Who will be our God? Silent, furious, we ask,
our wings beating against the flames
until in singing ash we fall,
our hearts in embers to the ground's cruel swordplay
limbs hacked and carried off by crawlers,
our wings their blood red trophies on the sill.
II. Mortal Combat
Juliet! Juliet! I have fallen!
My love for you is sweeter than all the fields of France.
You are Eve's garden ripe and wild,
its rich life spilling over in colors that stain the ground.
The curve of your wanton hip shames a guileless god.
Your hands let flowers fall in colored petals
to a green, green, earth.
I dream of you as a saint.
Your grace transforms these words to birds,
then to children, then to stars.
My death is nothing now, a drug I take
that tastes of blood and dreams.
When I wake, I will stand on different shores,
my sword raised against the sun.
III. The Raid on God's House
I saw Him once.
His house beneath me on the ancient road
that rose and canted in the light like a dream.
As I tapped, He peered through the glass,
an invalid blind as the stars.
His face was disdainful as a king's,
the eyes, though, were a beggar's—
vacant, and milked over. Common.
Brown not blue. Divinity balding,
hidden under an old campaign hat.
He raised a trembling, veined hand
and with a shake of the curtain shooed me away.
Then without a word, as if I had never been born,
He turned His back.
IV. To Sleep, Perchance to Dream
Nineteen raids, twenty nights.
How I long for the end of summer's tapping!
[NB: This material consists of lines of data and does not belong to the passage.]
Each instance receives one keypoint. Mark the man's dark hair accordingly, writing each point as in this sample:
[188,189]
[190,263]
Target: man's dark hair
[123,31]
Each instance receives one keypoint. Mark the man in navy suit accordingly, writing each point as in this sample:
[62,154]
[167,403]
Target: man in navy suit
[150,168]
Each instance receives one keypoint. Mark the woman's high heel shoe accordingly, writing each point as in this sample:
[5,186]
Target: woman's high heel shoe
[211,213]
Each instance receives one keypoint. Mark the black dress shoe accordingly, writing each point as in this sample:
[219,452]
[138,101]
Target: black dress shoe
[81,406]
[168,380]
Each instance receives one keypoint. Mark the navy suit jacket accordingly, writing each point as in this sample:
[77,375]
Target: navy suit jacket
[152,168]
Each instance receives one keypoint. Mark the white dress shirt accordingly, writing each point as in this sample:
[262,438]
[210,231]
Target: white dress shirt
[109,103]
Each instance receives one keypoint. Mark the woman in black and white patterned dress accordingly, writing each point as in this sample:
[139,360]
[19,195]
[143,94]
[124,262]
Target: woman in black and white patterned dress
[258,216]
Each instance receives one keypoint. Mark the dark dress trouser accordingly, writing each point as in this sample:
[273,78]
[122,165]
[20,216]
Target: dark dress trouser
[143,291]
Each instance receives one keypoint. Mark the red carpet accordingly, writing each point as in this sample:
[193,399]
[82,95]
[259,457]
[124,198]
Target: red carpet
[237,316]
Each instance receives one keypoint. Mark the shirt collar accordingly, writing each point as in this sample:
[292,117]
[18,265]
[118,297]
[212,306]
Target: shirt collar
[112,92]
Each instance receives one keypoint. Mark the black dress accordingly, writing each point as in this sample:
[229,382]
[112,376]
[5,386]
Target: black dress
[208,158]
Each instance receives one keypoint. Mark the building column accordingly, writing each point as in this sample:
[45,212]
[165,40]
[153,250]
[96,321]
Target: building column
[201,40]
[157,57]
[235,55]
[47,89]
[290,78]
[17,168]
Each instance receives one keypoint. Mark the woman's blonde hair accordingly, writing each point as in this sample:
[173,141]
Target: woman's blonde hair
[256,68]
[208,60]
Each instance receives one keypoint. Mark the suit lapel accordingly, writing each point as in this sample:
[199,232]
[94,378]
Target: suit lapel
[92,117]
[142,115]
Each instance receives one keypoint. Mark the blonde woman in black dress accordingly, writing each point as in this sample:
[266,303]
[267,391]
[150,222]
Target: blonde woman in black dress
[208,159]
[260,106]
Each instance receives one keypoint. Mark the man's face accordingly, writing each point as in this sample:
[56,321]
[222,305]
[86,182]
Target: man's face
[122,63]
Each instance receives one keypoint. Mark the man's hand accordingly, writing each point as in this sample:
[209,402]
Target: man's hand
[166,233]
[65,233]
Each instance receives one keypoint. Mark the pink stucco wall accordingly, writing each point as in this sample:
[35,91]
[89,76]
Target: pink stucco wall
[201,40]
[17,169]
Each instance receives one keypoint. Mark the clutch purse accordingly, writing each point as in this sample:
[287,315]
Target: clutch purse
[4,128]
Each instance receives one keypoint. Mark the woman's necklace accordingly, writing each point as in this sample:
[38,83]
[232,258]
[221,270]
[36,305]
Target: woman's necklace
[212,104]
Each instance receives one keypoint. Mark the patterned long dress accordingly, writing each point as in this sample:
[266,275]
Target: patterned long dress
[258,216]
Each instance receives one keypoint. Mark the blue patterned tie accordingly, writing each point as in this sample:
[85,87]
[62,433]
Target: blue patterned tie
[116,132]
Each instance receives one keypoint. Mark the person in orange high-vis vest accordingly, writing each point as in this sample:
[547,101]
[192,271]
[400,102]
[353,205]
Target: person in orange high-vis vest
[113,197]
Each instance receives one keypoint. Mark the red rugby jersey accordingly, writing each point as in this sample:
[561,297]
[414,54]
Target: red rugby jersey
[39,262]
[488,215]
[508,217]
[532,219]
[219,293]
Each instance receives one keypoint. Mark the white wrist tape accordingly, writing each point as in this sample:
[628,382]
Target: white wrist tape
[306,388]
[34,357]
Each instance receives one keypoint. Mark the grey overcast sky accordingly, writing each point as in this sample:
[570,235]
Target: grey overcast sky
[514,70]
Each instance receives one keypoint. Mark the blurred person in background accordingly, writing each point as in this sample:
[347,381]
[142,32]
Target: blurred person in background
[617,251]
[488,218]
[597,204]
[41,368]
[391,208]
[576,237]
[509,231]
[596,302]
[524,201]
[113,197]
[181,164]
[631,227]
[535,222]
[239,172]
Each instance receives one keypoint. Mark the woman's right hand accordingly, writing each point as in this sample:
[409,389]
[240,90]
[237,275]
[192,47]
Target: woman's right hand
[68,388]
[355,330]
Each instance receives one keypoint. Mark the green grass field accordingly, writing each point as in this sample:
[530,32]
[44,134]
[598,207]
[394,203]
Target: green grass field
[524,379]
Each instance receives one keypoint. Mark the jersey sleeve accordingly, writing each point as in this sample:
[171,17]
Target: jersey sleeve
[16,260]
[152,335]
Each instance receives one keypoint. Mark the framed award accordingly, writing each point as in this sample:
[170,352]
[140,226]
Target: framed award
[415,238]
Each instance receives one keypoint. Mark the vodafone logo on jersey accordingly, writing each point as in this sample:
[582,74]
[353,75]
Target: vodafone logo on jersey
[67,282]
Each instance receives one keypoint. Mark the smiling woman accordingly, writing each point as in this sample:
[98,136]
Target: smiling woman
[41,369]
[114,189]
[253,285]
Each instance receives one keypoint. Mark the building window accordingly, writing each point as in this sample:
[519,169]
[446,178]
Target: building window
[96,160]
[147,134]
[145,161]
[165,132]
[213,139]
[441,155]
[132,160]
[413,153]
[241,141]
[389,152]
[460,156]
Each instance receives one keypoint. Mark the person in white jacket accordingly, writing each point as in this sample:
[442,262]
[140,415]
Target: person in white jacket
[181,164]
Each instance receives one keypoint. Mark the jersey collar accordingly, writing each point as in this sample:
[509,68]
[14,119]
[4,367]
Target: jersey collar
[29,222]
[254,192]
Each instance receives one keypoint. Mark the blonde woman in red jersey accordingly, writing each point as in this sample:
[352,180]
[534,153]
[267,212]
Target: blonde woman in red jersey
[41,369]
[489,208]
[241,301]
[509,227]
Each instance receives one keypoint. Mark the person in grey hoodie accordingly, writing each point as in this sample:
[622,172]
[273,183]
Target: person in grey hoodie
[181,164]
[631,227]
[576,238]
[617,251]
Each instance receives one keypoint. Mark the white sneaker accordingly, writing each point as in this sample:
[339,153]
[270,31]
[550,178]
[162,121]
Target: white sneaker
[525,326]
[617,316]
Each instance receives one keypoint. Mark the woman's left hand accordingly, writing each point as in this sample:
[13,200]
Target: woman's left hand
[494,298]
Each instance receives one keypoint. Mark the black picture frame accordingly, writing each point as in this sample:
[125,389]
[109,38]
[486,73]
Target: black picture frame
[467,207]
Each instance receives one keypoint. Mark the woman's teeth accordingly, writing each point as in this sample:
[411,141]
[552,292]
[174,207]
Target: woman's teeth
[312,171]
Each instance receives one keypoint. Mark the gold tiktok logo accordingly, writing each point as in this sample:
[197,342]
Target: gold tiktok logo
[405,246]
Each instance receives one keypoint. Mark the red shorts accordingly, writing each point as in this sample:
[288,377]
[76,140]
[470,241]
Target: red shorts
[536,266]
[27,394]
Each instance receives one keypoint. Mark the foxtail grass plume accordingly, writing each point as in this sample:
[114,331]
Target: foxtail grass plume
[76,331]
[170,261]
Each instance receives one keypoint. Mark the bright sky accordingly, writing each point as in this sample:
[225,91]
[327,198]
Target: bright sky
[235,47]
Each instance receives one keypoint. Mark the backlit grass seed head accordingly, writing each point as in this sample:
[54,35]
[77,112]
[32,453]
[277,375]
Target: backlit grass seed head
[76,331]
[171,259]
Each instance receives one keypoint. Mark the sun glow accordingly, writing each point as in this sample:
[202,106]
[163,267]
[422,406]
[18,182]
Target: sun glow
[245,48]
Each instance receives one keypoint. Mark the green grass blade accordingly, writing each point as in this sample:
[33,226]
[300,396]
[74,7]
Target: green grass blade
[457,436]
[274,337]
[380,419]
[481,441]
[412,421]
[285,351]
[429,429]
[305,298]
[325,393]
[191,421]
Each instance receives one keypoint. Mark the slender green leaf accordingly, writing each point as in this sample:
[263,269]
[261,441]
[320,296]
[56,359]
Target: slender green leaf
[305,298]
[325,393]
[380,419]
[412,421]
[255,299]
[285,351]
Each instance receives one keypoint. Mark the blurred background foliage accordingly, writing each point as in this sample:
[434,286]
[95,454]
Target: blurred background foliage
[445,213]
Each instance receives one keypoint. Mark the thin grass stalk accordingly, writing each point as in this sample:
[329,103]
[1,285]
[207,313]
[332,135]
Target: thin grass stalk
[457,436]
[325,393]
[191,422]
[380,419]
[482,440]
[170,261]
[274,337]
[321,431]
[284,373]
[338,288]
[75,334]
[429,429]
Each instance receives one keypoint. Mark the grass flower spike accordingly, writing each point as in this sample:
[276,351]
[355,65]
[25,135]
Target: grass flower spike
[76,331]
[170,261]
Oh, to be a wriggler again, cocooned
and safe in the crystal bed of winter.
There to sleep, perchance to dream
the little dreams of shoots and leaves,
and there again, to hear the old ones
humming in their wells,
and there again, to watch them spin
their night sky myths of a heaven
careless and rich. Eternity calling
like a window left open.
My God, my God, why are sins so fast
and wings so slow?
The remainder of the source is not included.